Tui success put down to matching online migration with customer demand

Tui success put down to matching online migration with customer demand

Tui Travel’s success has come from the way it has carefully judged consumer migration from offline to online, according to a leading City leisure sector analyst.

Tui Travel’s success has come from the way it has carefully judged consumer migration from offline to online, according to a leading City leisure sector analyst.

Europe’s largest travel firm won widespread praise from analysts after announcing a record increase in underlying profits of 20% to £589 million yesterday.

Douglas McNeill, equity analyst at Charles Stanley, said: “They are impressive results. Tui is doing all it promised and more.”

He added Tui appears to have gauged the pace of migration to online well, not going too fast for its customers, many of whom still want to transact or speak to someone offline.

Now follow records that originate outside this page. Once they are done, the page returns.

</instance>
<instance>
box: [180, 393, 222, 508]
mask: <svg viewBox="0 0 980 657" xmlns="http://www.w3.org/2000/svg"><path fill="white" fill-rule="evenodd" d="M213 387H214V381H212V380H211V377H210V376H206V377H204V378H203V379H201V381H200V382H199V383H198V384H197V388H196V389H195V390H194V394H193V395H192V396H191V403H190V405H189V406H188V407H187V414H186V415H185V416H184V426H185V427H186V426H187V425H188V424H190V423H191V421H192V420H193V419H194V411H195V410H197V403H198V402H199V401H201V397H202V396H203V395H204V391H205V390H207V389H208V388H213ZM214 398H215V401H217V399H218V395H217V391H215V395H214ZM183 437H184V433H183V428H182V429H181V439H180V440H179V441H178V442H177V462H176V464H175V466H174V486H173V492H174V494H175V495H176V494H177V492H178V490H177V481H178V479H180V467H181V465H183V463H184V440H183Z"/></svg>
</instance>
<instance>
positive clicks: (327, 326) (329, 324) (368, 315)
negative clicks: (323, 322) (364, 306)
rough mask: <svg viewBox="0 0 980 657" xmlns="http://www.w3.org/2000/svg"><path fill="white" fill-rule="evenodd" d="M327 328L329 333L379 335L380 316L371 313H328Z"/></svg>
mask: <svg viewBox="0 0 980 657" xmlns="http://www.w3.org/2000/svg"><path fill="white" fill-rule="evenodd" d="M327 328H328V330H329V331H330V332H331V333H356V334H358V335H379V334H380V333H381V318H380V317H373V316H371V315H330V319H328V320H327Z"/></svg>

“You have to go as fast as your customer base will let you, not any faster,” McNeill said.

The City is taking notice of how Tui has started growing profits in its global accommodation wholesale business, McNeill saying analysts believe there could be big profits to be made in this sector in years to come.

But investors were also reassured by strong forward booking for 2014 and Tui’s healthy balance sheet, said McNeill.

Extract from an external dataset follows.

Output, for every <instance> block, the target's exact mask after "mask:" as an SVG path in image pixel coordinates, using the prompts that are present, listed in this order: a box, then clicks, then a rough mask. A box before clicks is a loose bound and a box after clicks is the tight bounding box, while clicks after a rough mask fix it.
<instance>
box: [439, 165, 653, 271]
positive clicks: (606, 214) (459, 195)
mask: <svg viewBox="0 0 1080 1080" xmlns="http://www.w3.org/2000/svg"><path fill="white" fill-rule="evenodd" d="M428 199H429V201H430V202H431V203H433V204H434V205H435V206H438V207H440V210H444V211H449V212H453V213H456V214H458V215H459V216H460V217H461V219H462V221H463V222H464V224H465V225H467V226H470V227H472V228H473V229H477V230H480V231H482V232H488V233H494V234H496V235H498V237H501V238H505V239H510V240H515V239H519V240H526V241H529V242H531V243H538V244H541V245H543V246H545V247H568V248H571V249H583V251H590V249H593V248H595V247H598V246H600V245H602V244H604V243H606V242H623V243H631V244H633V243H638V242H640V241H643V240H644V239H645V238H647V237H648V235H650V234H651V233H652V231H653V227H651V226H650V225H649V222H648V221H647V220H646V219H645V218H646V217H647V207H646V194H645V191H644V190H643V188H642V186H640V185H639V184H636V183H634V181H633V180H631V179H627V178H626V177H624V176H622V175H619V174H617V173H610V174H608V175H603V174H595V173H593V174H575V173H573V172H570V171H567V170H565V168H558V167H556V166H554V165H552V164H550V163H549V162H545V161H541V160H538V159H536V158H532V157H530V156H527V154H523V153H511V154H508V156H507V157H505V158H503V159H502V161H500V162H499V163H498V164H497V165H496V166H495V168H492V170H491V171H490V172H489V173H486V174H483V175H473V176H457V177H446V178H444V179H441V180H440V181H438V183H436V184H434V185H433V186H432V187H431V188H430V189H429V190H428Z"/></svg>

“That’s where Thomas Cook went wrong a couple of years ago. Tui’s balance sheet is really quite strong at the moment; they are well positioned to cope with short-term fluctuations.

“That’s not the biggest threat. The biggest threat is getting some of the bigger things wrong, it would be failing to make available a product that the consumers want to buy.

“There is a lot of competition around from dynamic packagers and budget airlines so they have got to make sure they are selling what consumers want to buy.

“Tui is in the kind of position Thomas Cook would like to be in in a few years. It’s flying along nicely at cruising altitude.”

McNeill said Tui has been performing well for years saying “they have not really put a foot wrong” and have coped very well with disruption in places like Egypt.

He added what has worked in Tui’s favour is that a number of surveys are pointing to the fact that consumer confidence is actually higher than many people think given headlines about the cost of living and stagnating wages.

He also said that the core package holiday business was holding up well which was helped by greater distribution efficiency and migration online.

Tui chief executive Peter Long picked out its direct distribution strategy as a key plank of its success, saying it generated £3.7 billion worth of mainstream business online in the year to September 30.

In that period the proportion of business transacted in the online channel had grown by two percentage points to 35%. Long said Tui was a business not just talking about technology but actually implementing it.

The firm’s annual results statement said: “As an online-driven business, we have a focus on the online customer experience.

“During the year, we continued to see the benefits of the investments we have been making in our online platforms.

“We are moving to one core online platform across Mainstream. The UK and Nordic markets have made this transition and are seeing significant improvements in conversion as a result of the redesigned user experience and search functionality that makes it easier for customer to find their perfect holiday experience with us.

“Our other core markets will continue using the same online platform during the course of 2014. The websites in our core markets are now tablet and mobile optimised as our customers increasingly use their tablets and mobile devices to dream, plan, search and book with us.”

Tui operates around 750 retail stores in the UK under the Thomson brand and says that number is likely to reduce over time. However, it has just opened its first hi-tech concept store in the Bluewater shopping centre and will roll out more in other major centres.

This new style store is likely to be introduced into other core markers like Germany, but may not be as hi-tech, the firm said.